Understanding Capacitors
A parallel plate capacitor consists of two conductive plates separated by a certain distance, with an insulating material (dielectric) in between. When connected to a battery, it stores charge (Q) and develops a potential difference (V) across its plates.
Charging and Disconnecting
- When a capacitor is connected to a battery, it charges up to a voltage V.

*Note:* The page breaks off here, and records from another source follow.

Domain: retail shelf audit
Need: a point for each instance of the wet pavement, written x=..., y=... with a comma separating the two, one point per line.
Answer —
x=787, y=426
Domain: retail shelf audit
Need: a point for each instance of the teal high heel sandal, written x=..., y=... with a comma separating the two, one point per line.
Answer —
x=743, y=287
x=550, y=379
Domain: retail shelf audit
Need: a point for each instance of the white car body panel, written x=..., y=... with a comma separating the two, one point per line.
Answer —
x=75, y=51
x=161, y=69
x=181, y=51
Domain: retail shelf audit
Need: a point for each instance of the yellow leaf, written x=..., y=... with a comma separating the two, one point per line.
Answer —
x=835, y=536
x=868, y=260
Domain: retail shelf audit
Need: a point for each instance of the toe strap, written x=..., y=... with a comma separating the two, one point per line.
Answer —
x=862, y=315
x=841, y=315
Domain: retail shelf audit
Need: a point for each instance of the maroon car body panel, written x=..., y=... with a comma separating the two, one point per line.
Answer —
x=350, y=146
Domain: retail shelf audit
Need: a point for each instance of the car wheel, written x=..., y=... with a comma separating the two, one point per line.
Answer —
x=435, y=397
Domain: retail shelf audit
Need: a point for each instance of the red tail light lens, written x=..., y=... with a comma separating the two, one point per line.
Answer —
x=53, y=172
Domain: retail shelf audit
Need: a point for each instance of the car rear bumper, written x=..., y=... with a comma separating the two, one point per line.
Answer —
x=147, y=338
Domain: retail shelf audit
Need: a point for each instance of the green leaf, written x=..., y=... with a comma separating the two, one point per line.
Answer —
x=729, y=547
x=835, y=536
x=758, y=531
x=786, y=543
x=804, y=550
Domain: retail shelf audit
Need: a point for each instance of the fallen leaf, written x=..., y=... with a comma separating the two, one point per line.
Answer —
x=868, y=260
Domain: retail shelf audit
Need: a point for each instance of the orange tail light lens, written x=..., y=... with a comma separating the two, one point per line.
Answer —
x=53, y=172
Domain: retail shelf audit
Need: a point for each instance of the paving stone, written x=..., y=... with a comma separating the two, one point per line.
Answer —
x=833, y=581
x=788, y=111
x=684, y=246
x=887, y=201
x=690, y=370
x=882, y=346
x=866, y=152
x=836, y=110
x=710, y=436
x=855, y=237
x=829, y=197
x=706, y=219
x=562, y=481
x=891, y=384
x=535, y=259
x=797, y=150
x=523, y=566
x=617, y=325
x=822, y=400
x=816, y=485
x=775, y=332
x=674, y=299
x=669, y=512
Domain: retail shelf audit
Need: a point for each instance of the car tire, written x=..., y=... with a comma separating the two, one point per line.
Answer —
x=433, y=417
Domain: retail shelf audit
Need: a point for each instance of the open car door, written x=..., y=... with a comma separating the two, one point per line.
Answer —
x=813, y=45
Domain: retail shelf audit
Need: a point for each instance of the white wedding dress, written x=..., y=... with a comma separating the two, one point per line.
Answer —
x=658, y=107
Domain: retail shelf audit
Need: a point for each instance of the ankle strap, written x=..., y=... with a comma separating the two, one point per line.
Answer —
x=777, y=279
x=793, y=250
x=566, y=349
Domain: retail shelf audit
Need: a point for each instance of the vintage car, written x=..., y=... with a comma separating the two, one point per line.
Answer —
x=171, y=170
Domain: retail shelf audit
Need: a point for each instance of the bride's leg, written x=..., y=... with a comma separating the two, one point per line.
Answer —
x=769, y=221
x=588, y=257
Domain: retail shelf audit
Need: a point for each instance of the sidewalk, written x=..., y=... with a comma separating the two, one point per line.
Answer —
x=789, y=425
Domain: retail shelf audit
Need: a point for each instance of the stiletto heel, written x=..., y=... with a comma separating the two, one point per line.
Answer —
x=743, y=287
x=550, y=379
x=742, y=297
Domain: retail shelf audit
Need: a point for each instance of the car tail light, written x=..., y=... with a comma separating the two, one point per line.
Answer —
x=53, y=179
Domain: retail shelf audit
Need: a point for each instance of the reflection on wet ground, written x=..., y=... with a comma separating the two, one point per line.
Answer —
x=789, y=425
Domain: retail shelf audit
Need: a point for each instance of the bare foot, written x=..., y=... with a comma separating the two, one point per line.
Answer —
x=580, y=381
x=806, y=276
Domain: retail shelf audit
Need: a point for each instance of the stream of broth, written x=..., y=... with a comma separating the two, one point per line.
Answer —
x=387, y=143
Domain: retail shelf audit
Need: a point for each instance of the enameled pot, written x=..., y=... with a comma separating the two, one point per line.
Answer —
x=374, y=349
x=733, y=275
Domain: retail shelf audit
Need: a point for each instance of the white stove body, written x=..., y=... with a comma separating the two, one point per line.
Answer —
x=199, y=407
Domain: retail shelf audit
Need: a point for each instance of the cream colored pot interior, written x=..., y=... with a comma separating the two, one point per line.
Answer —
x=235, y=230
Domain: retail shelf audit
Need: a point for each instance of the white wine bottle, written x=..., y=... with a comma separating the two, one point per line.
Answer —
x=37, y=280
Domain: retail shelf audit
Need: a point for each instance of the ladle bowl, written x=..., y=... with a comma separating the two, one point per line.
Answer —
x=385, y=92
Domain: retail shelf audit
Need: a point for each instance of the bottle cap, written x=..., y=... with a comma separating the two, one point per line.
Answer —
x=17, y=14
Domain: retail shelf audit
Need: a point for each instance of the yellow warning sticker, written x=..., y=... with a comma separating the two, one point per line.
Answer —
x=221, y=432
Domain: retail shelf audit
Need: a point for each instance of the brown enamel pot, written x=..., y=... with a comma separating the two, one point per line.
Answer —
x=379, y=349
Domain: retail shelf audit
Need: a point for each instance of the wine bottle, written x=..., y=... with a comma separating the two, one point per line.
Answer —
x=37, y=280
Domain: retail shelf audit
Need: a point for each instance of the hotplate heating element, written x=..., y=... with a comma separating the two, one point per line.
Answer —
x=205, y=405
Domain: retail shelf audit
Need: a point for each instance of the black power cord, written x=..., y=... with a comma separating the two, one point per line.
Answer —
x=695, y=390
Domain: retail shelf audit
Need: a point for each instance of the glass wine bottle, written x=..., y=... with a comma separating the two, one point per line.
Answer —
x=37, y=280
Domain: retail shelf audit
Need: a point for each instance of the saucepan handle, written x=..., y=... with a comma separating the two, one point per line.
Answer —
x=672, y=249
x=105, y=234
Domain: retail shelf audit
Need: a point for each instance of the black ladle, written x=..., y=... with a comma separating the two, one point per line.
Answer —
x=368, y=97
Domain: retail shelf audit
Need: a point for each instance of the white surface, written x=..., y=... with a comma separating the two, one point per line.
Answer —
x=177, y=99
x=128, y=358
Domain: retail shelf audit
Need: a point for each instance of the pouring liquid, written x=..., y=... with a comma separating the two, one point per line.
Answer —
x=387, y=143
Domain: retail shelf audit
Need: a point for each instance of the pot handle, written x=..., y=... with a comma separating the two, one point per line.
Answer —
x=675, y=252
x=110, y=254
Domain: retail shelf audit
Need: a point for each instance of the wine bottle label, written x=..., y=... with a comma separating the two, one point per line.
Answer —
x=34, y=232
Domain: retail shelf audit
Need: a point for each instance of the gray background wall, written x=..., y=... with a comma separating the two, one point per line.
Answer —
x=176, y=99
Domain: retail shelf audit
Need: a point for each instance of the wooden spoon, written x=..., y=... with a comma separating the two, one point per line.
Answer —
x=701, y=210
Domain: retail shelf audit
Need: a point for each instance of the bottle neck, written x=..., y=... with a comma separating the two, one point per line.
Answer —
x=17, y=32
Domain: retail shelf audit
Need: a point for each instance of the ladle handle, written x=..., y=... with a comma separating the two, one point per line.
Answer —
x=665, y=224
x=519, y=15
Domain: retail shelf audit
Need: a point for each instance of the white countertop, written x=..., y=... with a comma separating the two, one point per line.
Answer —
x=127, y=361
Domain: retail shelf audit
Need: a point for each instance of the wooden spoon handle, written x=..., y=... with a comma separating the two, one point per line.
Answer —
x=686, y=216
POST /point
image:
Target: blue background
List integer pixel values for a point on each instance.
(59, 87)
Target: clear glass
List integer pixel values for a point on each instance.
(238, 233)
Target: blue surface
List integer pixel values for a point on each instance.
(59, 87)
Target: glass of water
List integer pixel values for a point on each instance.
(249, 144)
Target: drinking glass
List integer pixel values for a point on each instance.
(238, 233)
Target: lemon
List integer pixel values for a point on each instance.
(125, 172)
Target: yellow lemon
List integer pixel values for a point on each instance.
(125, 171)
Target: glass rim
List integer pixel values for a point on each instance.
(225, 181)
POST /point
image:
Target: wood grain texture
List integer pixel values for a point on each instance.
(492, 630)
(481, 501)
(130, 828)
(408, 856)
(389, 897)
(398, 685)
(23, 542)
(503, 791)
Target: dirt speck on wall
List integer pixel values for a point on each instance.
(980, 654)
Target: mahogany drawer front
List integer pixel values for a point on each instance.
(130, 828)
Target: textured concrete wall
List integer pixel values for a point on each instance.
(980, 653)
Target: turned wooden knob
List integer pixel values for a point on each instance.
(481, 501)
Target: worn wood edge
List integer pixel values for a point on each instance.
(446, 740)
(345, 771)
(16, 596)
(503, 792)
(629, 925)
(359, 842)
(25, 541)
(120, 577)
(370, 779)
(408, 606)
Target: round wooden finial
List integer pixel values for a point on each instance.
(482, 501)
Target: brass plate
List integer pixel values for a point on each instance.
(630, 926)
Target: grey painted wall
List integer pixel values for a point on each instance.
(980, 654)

- Upon disconnecting the battery, the charge (Q) on the plates remains constant because there is no external circuit to allow charge to flow away.
Effect of Increasing Plate Distance
- When the distance (d) between the plates is increased using an insulating handle, the capacitance (C) of the capacitor changes.
- The capacitance of a parallel plate capacitor is given by the formula C = ε0 * A / d, where ε0 is the permittivity of free space and A is the area of the plates.
Capacitance and Voltage Relationship
- Since the capacitor is isolated (disconnected from the battery), the charge (Q) remains constant.
- The relationship between charge (Q), capacitance (C), and voltage (V) is given by Q = C * V.
- When distance (d) increases, capacitance (C) decreases, which leads to an increase in voltage (V) since Q is constant.
Conclusion
- Therefore, as the distance between the plates increases, the potential difference (V) across the plates increases, confirming that the correct answer is option 'C': the potential difference increases.
This behavior is a fundamental characteristic of capacitors and highlights the interplay between charge, capacitance, and voltage.